I woke later to a cool room filled with fresh morning air, headache gone, and easily able to breathe. I feel rested. I still hurt. I am in more pain than usual, possibly just the ordinary change in my arthritis pain that comes with a change in the weather. Yesterday, sunny, warm, and clear… today, gray, overcast, cool, and threatening rain – it’s very much the sort of change that comes with more than usual pain, and I feel less cross with myself recognizing that. (At 5:30 am it was less obvious that it would be a cloudy day.) My coffee is still pretty dreadful… and I give some moments of thought to whether it makes more sense to pour it out and make another cup, or just drink it and have a better second cup later? I get up to go pour it out and start over… then remember I am currently getting by on limited income. Shit. I sit down, taking a more practical, frugal approach, and sip my coffee as it is… glaring down into the dark brew now and then, wondering what the hell went wrong with my process this morning to get this result?
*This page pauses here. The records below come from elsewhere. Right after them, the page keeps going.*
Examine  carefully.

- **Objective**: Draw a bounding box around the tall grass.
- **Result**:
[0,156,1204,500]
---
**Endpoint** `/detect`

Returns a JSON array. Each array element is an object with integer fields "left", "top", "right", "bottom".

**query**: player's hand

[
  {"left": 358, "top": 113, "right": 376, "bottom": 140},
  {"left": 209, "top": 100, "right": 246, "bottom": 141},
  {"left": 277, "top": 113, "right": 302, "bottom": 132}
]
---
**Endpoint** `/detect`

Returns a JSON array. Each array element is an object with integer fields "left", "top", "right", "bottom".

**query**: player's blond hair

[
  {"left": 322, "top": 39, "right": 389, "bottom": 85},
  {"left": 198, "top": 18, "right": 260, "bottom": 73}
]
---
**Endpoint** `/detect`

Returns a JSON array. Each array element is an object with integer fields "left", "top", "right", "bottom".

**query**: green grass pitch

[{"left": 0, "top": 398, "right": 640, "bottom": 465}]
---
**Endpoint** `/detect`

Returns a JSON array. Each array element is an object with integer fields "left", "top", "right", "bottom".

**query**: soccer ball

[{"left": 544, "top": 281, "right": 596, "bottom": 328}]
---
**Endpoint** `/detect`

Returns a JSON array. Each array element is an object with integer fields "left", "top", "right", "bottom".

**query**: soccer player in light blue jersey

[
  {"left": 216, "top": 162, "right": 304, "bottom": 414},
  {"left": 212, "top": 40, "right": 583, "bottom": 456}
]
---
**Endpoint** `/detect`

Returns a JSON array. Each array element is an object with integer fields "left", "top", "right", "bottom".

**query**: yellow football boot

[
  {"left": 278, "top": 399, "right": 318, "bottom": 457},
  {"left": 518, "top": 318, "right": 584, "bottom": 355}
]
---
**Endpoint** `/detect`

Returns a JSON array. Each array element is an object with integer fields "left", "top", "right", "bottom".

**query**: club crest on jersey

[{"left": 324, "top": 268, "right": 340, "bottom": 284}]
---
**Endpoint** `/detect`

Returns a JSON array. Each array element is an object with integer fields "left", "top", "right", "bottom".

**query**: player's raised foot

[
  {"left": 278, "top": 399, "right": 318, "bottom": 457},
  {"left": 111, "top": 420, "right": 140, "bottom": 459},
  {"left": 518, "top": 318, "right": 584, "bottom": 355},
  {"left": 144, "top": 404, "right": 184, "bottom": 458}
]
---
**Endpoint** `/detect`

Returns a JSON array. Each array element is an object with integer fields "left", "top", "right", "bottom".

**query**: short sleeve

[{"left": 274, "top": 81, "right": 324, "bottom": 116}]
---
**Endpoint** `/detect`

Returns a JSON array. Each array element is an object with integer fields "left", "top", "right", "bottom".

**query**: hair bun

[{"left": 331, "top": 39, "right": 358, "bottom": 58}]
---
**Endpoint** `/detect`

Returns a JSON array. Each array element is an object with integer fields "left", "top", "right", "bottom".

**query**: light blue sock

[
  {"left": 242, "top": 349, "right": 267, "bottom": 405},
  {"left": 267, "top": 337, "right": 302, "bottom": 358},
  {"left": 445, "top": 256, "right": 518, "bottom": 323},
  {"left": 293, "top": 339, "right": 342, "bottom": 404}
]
Still… pain and a bad cup of coffee isn’t the whole of my day, or of my experience – it’s not even the whole of my morning. I’m barely awake yet, and the day stretches ahead well beyond my ‘now’, unformed, unlived, and largely unimagined. There will be verbs involved, and choices. 🙂 I sip my coffee and wonder whether or not ‘taking care of me’ today is more about yielding to the pain I am in and compromising my loose plans for greater comfort… or refusing to let my pain call the shots, and undertaking the things I am inclined to do, more slowly perhaps and less comfortably, and just understand that the pain is what it is, and it’s part of my experience more often than I’d like… It’s a hard call this morning. If it actually hurt less to just go back to bed and stay there… I probably would. It doesn’t, so that’s not even an option. lol

That’s a funny thing about the vast menu of choices life presents me with, that I don’t consider as frankly as I might, as often as would be helpful… there are some things I want very much to be choices of mine, that are not in fact on my own actual [still vast] menu of choices to consider – when I am honest with myself. I can’t really choose not to be in pain with my arthritis in any realistic way. I can’t choose to be younger. I can’t choose to change the past. I can’t choose to begin somewhere over there, when I am standing right here. I can’t choose for any of the many details of reality to be other than they are – although I can choose to ignore them, or pretend them differently, the consequences of my actions remain tied to the real reality, and the true truth. Reality does not care what lies we tell ourselves. Our truths have very little to do with what we say in words.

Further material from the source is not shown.